Comparative Example 4 (CE-4)

[0087] Neopentasilane is put into a glass apparatus equipped with a reflux condenser. The neopentasilane is oligomerized by heating to 140° C. for two hours while stirring and illuminating with a cold light lamp, which is connected to the reactor via fiber optics purchased from Micro-Epsilon Eltrotec GmbH. During the oligomerization reaction, the gas volume above the liquid reactant is purged with inert gas. The oligomerization reaction is monitored by means of GPC and the mass average molecular weight of the final hydridosilane oligomer 4 is M.sub.w=1751 g/mol.

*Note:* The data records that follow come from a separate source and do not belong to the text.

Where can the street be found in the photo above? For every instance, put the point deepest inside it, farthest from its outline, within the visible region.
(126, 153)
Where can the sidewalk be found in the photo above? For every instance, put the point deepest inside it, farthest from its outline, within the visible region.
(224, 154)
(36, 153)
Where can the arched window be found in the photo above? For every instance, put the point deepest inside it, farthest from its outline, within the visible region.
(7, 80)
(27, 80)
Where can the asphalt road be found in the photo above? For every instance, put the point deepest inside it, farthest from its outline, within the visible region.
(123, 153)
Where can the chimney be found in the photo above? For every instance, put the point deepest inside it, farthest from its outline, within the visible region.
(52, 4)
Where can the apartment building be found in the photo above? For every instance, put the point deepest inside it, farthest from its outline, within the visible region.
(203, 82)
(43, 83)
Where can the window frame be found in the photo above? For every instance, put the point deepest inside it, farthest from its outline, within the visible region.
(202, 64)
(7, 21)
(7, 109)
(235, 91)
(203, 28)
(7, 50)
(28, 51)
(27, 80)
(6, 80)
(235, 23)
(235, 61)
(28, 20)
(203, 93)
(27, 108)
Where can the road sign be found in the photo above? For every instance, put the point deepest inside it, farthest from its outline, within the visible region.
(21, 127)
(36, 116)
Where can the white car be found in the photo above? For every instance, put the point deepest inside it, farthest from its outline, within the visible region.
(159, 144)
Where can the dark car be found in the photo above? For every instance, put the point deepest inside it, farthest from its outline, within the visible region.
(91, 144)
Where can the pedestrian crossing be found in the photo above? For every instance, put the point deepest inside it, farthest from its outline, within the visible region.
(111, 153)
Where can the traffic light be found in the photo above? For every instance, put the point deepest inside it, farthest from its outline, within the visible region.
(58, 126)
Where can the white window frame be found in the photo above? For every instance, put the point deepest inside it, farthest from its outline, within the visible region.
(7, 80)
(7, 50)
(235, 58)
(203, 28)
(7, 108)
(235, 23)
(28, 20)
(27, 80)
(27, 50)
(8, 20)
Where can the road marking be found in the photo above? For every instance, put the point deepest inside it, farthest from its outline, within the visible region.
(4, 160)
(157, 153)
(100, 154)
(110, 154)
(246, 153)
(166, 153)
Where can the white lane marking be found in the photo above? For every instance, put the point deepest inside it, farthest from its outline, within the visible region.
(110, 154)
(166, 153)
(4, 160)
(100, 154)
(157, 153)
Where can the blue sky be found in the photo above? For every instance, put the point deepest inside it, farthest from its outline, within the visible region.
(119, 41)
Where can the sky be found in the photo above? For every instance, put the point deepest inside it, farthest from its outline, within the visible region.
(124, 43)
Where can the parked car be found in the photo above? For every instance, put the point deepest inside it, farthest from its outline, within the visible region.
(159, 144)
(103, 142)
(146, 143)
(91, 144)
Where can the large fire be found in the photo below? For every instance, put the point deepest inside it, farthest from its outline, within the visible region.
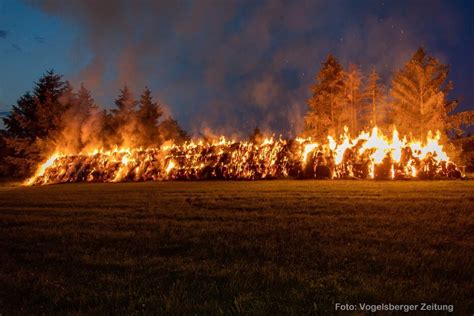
(370, 155)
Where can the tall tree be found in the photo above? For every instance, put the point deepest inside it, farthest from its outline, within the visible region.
(34, 123)
(82, 122)
(148, 115)
(419, 92)
(124, 118)
(374, 97)
(326, 102)
(353, 80)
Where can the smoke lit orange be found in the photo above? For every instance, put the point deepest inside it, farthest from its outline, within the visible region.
(369, 155)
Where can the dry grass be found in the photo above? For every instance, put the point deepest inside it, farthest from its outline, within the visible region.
(235, 247)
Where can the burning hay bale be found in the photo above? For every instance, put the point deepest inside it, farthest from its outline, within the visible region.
(367, 156)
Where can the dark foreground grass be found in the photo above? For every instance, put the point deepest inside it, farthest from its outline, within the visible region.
(267, 247)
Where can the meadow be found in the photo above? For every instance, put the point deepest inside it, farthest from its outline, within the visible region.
(263, 247)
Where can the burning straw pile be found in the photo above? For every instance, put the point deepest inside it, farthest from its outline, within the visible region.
(367, 156)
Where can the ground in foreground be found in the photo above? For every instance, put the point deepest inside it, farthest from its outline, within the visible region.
(235, 247)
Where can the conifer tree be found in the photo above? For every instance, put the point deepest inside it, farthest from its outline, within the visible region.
(419, 92)
(148, 115)
(374, 98)
(353, 80)
(124, 119)
(326, 102)
(170, 130)
(35, 122)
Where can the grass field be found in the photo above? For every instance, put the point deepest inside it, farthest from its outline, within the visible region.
(261, 247)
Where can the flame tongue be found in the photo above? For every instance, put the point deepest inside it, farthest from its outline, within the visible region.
(369, 155)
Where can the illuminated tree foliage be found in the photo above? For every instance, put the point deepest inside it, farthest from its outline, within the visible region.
(354, 98)
(148, 115)
(327, 100)
(419, 92)
(373, 112)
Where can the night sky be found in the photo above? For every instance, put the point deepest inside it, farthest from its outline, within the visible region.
(225, 66)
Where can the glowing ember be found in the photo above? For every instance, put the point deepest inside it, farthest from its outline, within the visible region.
(369, 155)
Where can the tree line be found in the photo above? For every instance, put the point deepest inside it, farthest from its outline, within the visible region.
(56, 115)
(415, 102)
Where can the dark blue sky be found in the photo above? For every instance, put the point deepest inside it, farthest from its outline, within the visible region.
(225, 66)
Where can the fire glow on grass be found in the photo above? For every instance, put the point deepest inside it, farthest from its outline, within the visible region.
(367, 156)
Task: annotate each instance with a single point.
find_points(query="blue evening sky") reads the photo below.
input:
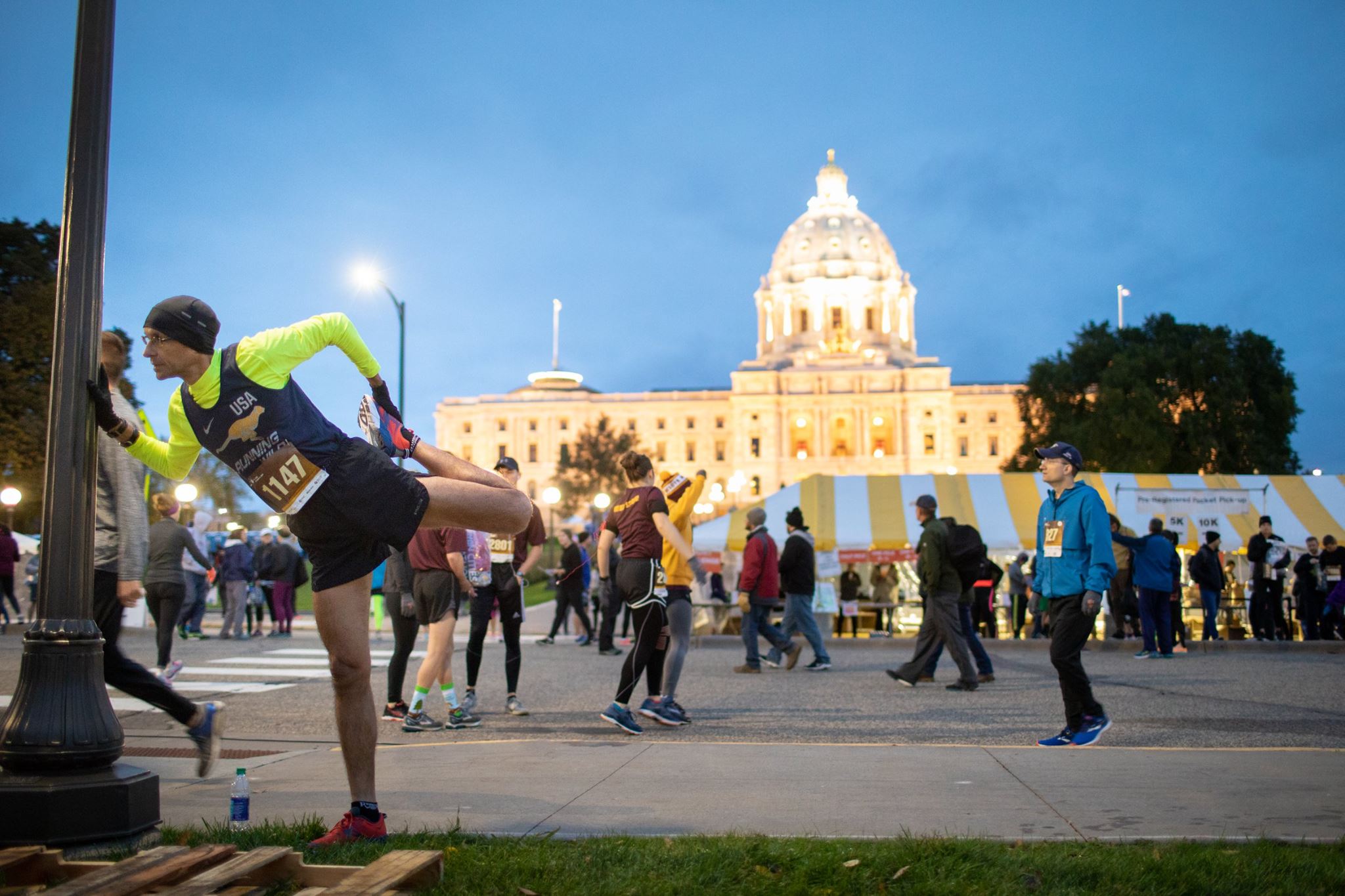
(639, 163)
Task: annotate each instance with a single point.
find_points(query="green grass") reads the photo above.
(735, 864)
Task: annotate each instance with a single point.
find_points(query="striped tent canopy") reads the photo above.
(872, 513)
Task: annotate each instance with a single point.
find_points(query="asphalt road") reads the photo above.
(1242, 696)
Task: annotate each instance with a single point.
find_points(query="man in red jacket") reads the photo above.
(759, 591)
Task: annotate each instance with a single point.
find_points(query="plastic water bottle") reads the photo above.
(240, 801)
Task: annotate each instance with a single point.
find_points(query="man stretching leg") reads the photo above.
(346, 501)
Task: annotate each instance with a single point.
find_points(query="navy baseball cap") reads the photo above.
(1066, 452)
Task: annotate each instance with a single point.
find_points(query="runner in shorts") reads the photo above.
(345, 499)
(440, 584)
(642, 521)
(512, 558)
(682, 496)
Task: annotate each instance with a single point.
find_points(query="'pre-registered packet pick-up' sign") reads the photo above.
(1192, 501)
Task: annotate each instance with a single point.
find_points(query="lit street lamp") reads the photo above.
(10, 498)
(368, 277)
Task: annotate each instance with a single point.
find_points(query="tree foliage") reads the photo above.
(592, 465)
(1164, 398)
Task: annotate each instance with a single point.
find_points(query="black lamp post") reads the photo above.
(61, 739)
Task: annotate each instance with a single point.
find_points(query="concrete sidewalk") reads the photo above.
(650, 786)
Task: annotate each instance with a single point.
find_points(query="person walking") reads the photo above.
(759, 593)
(345, 499)
(642, 522)
(681, 495)
(569, 590)
(1310, 590)
(1270, 558)
(1074, 568)
(940, 586)
(165, 584)
(120, 548)
(1157, 566)
(513, 557)
(197, 576)
(1019, 594)
(798, 582)
(1208, 574)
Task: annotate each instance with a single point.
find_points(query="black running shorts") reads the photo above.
(435, 594)
(366, 504)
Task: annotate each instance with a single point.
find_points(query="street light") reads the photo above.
(369, 277)
(10, 498)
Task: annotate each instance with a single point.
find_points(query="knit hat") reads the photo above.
(186, 320)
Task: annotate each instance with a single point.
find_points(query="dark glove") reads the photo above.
(1093, 602)
(697, 570)
(385, 400)
(102, 410)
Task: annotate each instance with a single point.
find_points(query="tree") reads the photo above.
(592, 465)
(1164, 398)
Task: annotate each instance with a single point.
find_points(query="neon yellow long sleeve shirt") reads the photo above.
(267, 359)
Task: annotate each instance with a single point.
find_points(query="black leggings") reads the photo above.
(512, 617)
(164, 601)
(404, 641)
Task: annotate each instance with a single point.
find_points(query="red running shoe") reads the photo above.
(351, 828)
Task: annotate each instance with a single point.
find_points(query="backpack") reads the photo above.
(966, 553)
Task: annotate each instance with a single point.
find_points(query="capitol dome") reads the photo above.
(834, 293)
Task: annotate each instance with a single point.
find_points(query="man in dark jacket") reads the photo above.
(1208, 574)
(1157, 566)
(1310, 590)
(759, 591)
(1269, 557)
(798, 581)
(940, 586)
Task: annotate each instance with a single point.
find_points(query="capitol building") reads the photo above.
(835, 387)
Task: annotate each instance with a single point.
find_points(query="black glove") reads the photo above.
(1093, 602)
(697, 570)
(385, 400)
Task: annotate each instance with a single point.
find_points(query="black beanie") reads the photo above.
(187, 320)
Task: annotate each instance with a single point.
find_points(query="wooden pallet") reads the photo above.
(213, 870)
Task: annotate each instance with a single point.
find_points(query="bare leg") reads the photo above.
(342, 616)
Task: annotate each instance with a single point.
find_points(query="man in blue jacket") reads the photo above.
(1074, 568)
(1157, 566)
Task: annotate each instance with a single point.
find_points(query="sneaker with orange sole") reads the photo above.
(351, 828)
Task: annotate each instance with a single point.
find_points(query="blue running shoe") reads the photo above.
(623, 719)
(385, 431)
(1094, 726)
(1064, 739)
(206, 736)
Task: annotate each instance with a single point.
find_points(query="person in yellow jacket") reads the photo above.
(682, 496)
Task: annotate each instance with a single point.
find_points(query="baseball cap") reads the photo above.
(1064, 452)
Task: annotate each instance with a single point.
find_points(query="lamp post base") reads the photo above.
(55, 811)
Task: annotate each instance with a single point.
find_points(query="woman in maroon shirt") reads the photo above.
(640, 519)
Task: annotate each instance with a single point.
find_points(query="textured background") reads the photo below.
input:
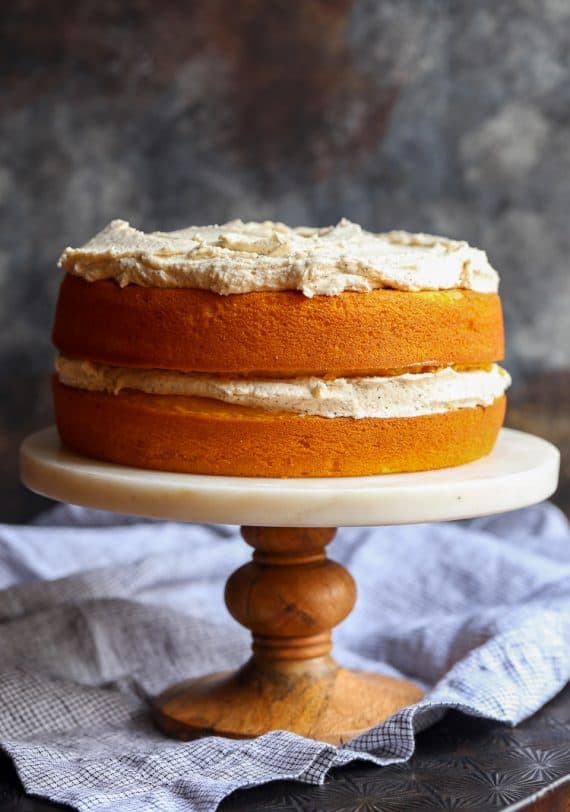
(449, 116)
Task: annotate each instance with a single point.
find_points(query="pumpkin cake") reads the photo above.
(255, 349)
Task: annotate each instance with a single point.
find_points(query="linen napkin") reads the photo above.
(99, 612)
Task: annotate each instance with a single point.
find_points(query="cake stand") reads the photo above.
(290, 595)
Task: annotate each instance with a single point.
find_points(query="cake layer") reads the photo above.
(242, 257)
(279, 334)
(404, 395)
(194, 435)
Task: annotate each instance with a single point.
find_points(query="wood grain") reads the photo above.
(290, 596)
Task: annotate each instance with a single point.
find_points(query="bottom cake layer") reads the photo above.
(202, 436)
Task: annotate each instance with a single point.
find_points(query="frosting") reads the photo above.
(407, 395)
(243, 257)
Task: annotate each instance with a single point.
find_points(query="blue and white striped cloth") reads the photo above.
(98, 612)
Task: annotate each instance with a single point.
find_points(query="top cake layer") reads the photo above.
(240, 257)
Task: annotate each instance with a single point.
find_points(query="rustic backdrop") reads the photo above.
(447, 116)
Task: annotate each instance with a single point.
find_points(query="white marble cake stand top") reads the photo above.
(522, 470)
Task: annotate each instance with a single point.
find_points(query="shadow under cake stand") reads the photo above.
(291, 595)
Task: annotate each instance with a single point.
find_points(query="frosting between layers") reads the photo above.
(407, 395)
(243, 257)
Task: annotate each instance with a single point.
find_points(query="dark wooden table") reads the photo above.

[0088] The hydridosilane oligomer 4 is diluted in a ratio of 1:2 with a toluene mixture containing 10% of cyclooctane. The formulation is prepared at ambient temperature (20° C.) and applied with a syringe through a syringe filter (PTFE) with a 1 μm pore width onto a pre-cleaned EagleXG glass substrate (Corning Inc.). Pre-cleaning is carried out by putting the substrates into acetone, isopropanol and subsequently deionized water in an ultrasonic bath for 10 minutes each. Before coating, substrates are dried completely in a nitrogen flow.

[0089] Wet films are generated by spin coating at 25° C. at 1750, 2000, 4500, 8000 and 9999 rpm for 10 sec. Conversion of the wet films is conducted by thermal treatment on a hot plate at 500° C. for 60 sec.

Determination of Layer Thickness

[0090] The layer thicknesses of the silicon-containing layers of E-2 and CE-4 are determined by means of spectral ellipsometry as described above and are shown in FIG. 6. It is evident, that formulations based on the hydridosilane oligomer 3 give significant higher layer thicknesses of the corresponding amorphous silicon layers than the formulations based on hydridosilane oligomer 4 featuring the same solid contents and solvent mixtures.